On Mon, 05 Feb 2001 12:50:45 -0600, Tom Droege 
<tdroege@veriomail.com> wrote:

>Rob now has his code working so we can compare the results:
>
>Tom        QuickBasic       64.48 Seconds
>Rob         C and CFITSIO  37.12 Seconds
>Andrew   Pascal                35.12 Seconds

Not enough of a margin. I am rewriting the whole
thing in Assembler ... operating sytem and all ;>)
Tom - it shouldn't take more than a couple of years
to rewrite your Basic stuff in Assembler.      :>( 

Actually, may I suggest that the Basic is doing
rather a good job? How long does it take to put in
a change for tests? Minutes? Less? I don't think I
am exagerating the two year time scale for Assembler
and Rob and I have demonstrated a time scale of days
for Pascal or C!

>
>All tests were made on a 500 MHz K6 in a DOS window with no other windows 
>open.  It is also run with an ALT ENTER which gives windows the full 
>screen.  This may make a difference.  Note that the programs slow down a 
>lot, as much as a factor of two, if a second window is open.
>
>Tom is not writing a .fts header so the raw files need a processing step 
>with RawToFits with will take a few seconds per file.  Note that this only 
>takes a few seconds, so it is much faster to read a file, add a .fts header 
>and then write it back to disk than it is to read from the memory card and 
>write a disk file.  Obviously most of the time is taken reading the memory 
>card with an 8 bit wide I/O instruction.
>
>Rob is using C and CFITSIO which wirtes out an "official" looking .fts 
>header.  He is also writing out some test data so it is possible that the 
>program will speed up a little when that is removed.
>
>Andrew is coding in Pascal and makes up his own .fts header.
And is astonished to hear that a utility program
is actually reading it as legitimate FITS!
>
>It looks like we are running up against the brick wall of the I/O speed.  I 
>am curious as to how Chris gets to 20 seconds.
I also get 20 seconds ... so long as I don't write
it to disk with what are essentially DOS routines;
these provide no overlap of reading and writing. The
story that there is disk caching in there appears to
be a myth.
Or is it just that Bennett is too stupid to know how
to turn it on? (Windows says it IS on.)
>
>OK, this is just great and a near halving of the present run time with 
>QBasic.  It also writes out the .fts headers on the first pass.  The 
>remaining job is to have the program read in two files that I will write in 
>a specified format to put arbitrary things into the .fts header.  I 
>envision a constants file which contains things like location name, 
>lattitude and longitude, etc.. 

Give this a fixed name and compile this in to the SHELL
program.

> The second file will be changed each time 
>the program runs 
Giving one extra name to pass to SHELL.

Or even none, if you don't mind overwriting the same file
each time - probably better to write and pass a unique file
then you get two chances at archiving what you did; one in
the FITS header and one when you back up these files.

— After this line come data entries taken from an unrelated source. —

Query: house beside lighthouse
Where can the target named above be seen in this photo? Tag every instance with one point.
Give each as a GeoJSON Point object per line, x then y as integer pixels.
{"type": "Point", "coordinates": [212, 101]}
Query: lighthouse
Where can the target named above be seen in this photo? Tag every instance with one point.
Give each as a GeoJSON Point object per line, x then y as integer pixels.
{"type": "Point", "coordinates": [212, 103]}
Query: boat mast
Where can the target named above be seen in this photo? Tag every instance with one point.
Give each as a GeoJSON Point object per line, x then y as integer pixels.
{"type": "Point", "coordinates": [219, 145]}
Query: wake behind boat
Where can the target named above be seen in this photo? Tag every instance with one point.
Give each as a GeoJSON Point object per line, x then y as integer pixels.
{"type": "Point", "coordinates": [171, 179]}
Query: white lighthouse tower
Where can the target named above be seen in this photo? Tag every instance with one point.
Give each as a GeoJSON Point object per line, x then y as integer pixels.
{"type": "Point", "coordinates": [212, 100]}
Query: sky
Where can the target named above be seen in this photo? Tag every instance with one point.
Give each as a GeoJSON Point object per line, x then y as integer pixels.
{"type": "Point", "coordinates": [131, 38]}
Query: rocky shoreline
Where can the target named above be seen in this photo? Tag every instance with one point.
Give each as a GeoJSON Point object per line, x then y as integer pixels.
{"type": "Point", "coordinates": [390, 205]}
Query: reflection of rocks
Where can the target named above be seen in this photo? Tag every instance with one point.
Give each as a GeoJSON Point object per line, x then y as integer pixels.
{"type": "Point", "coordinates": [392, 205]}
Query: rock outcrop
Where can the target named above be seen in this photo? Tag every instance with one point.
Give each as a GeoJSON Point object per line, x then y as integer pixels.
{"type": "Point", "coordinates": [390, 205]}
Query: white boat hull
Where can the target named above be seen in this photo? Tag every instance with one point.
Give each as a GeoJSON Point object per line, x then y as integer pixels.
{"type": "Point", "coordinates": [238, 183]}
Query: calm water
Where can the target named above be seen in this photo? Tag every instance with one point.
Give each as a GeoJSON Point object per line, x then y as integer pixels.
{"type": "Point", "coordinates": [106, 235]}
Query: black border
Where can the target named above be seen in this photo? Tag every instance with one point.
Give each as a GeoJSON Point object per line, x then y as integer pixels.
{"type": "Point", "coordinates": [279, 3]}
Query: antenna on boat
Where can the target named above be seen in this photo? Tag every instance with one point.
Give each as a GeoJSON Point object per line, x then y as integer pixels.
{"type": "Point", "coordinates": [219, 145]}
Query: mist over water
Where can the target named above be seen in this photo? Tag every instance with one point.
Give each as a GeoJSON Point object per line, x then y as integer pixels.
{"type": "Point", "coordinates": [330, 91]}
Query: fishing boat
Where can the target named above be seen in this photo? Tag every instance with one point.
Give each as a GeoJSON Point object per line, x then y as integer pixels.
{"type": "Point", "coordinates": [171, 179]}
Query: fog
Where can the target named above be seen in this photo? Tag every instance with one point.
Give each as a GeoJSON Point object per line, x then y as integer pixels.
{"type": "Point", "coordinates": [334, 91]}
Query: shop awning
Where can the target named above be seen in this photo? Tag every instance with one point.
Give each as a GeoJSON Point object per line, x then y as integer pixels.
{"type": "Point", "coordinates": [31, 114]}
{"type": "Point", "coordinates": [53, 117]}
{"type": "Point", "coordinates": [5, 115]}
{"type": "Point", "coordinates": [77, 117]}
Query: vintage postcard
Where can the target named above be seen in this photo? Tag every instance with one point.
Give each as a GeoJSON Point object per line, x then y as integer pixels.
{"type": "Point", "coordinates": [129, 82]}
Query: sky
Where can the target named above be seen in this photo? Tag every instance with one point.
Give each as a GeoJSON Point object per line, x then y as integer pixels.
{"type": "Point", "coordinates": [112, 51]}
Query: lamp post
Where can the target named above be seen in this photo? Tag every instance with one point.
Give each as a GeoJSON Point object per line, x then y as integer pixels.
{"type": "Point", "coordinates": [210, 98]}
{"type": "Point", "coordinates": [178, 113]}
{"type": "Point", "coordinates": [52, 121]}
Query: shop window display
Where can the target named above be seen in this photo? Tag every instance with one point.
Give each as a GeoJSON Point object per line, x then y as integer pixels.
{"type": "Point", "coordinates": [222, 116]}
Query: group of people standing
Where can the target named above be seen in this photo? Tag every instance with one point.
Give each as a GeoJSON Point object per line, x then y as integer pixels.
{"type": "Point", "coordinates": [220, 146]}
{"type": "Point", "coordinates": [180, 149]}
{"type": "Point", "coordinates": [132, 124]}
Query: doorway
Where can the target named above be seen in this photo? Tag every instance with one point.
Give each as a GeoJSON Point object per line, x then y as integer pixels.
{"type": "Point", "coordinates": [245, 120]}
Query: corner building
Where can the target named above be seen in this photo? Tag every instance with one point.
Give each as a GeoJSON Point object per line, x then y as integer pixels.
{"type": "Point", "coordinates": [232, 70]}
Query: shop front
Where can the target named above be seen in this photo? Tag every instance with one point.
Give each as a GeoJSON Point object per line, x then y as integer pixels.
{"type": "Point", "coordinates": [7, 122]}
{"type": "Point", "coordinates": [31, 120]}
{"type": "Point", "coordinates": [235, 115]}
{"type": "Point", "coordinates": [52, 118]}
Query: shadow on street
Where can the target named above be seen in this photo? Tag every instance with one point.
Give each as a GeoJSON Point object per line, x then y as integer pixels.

As an aside, my current solution to the unique file name
problem is to give every file associated with a given raw
data file the same name but keep it in a specific directory.
That way, all my names are DOS 8.3 compatible but are still
sufficiently mnemonic to avoid confusion.
info\rawname, results\rawname etc

>and writes a file and will include things like shutter 
>open times and RA and Declination of the telescope. 
Ooh! I can't wait! ... I hope it will know when you
kick the mount: I just had to restart my analysis program
with changed magic numbers when the declination shifted
outside the rather small box the program was using.

> OK, you experts will 
>have better names for these files, I will fix my QBasic code to write 
>anything requested.  I hope I can write straight .txt files.
Yes. Put all the fancy FITS format generation in the
program that writes the FITS files. It should really
be done by cfitsio rather than Bennett-ad-hoc.